Gaspillage médicamenteux : entre 561 M€ et 1,7 Md€ de pertes estimées par an (rapport de la Cour des comptes)
Plus de 5 000 signalements de ruptures de stocks ont été enregistrés en 2023, tandis que le gaspillage médicamenteux est estimé entre 561 millions et 1,7 milliard d’euros par an
Prescriptions inadaptées, mésusage, surconsommation : la Cour des comptes recense les risques liés aux produits de santé
La Cour des comptes consacre son rapport thématique 2025 au bon usage des produits de santé — médicaments et dispositifs médicaux — dont la consommation pèse lourdement sur les finances sociales : 36,05 Md€ ont été remboursés par l’assurance maladie en 2023, en progression de près de 12 % depuis 2019. La dynamique est particulièrement marquée en milieu hospitalier, avec une hausse annuelle moyenne de 14 % pour les médicaments innovants hors T2A. Mais au-delà des coûts, le rapport souligne une pluralité d’enjeux : risques sanitaires liés à la mauvaise utilisation, gaspillage, tensions d’approvisionnement, et impact environnemental. Les prescriptions inappropriées ou non conformes persistent, notamment pour les antalgiques, antibiotiques, antidiabétiques ou contraceptifs, avec un risque accru chez les publics vulnérables. La France reste ainsi le 4ᵉ pays de l’OCDE pour la consommation d’antibiotiques.
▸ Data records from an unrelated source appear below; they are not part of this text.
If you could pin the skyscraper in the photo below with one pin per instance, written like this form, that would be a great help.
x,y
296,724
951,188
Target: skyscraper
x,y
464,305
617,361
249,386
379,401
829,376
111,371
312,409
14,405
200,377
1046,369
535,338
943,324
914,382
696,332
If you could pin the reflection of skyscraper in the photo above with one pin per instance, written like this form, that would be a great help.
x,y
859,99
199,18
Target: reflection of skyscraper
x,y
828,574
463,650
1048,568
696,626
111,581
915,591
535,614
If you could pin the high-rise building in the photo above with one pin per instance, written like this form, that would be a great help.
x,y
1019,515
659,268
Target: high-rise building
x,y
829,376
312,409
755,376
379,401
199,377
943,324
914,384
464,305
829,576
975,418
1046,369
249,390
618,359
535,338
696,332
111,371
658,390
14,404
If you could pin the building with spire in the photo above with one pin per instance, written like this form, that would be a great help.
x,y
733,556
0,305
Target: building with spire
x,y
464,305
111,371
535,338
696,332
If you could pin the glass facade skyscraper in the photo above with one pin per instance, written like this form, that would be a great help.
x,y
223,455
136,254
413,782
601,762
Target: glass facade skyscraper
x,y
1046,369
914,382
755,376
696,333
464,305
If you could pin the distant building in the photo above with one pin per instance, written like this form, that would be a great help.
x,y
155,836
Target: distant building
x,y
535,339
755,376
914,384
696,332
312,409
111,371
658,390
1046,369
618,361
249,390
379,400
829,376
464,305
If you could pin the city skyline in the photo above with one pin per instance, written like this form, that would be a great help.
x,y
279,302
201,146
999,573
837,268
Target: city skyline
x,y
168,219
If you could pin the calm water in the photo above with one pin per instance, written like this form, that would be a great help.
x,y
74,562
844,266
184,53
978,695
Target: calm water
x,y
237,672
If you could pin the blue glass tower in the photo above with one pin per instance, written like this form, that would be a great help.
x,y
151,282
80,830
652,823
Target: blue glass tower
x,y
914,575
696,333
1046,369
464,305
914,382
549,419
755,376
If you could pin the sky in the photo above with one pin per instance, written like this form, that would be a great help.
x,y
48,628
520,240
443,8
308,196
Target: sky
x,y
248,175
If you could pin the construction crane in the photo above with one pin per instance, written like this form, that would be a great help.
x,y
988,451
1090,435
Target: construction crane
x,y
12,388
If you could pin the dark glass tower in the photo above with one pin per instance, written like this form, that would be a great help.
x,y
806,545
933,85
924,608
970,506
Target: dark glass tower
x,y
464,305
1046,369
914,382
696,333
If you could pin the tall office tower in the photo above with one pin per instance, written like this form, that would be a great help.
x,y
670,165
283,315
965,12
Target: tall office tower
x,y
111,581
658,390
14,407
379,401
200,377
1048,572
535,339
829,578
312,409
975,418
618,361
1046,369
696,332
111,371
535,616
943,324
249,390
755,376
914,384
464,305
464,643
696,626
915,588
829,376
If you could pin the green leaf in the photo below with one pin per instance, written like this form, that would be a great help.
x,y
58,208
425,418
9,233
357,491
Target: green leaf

Interopérabilité défaillante, Dossier médical partagé sous utilisé, la Cour pointe des lacunes dans la traçabilité des prescripteurs
La Cour insiste sur la méconnaissance persistante des usages réels, tant sur le plan quantitatif que qualitatif. L’absence d’identification systématique des prescripteurs hospitaliers dans les bases de données nationales limite les leviers d’action. Les systèmes d’information tels que le dossier médical partagé (DMP) sont encore sous-utilisés : seuls 30 000 médecins l’alimentent régulièrement, sur plus de 110 000 conventionnés. Le manque d’interopérabilité entre le DMP et le dossier pharmaceutique ou les logiciels de prescription freine également le partage d’informations critiques. La généralisation de l’ordonnance numérique, encore incomplète, et le développement de l’aide à la prescription font partie des axes jugés prometteurs, mais insuffisamment exploités.
Pharmacies hospitalières : des outils d’optimisation sans évaluation nationale
La rémunération sur objectifs de santé publique reste limitée : elle ne couvre qu’environ la moitié des médecins libéraux. La Cour relève aussi que l’efficacité des campagnes d’information (courriels, lettres) adressées par l’assurance maladie reste difficile à évaluer.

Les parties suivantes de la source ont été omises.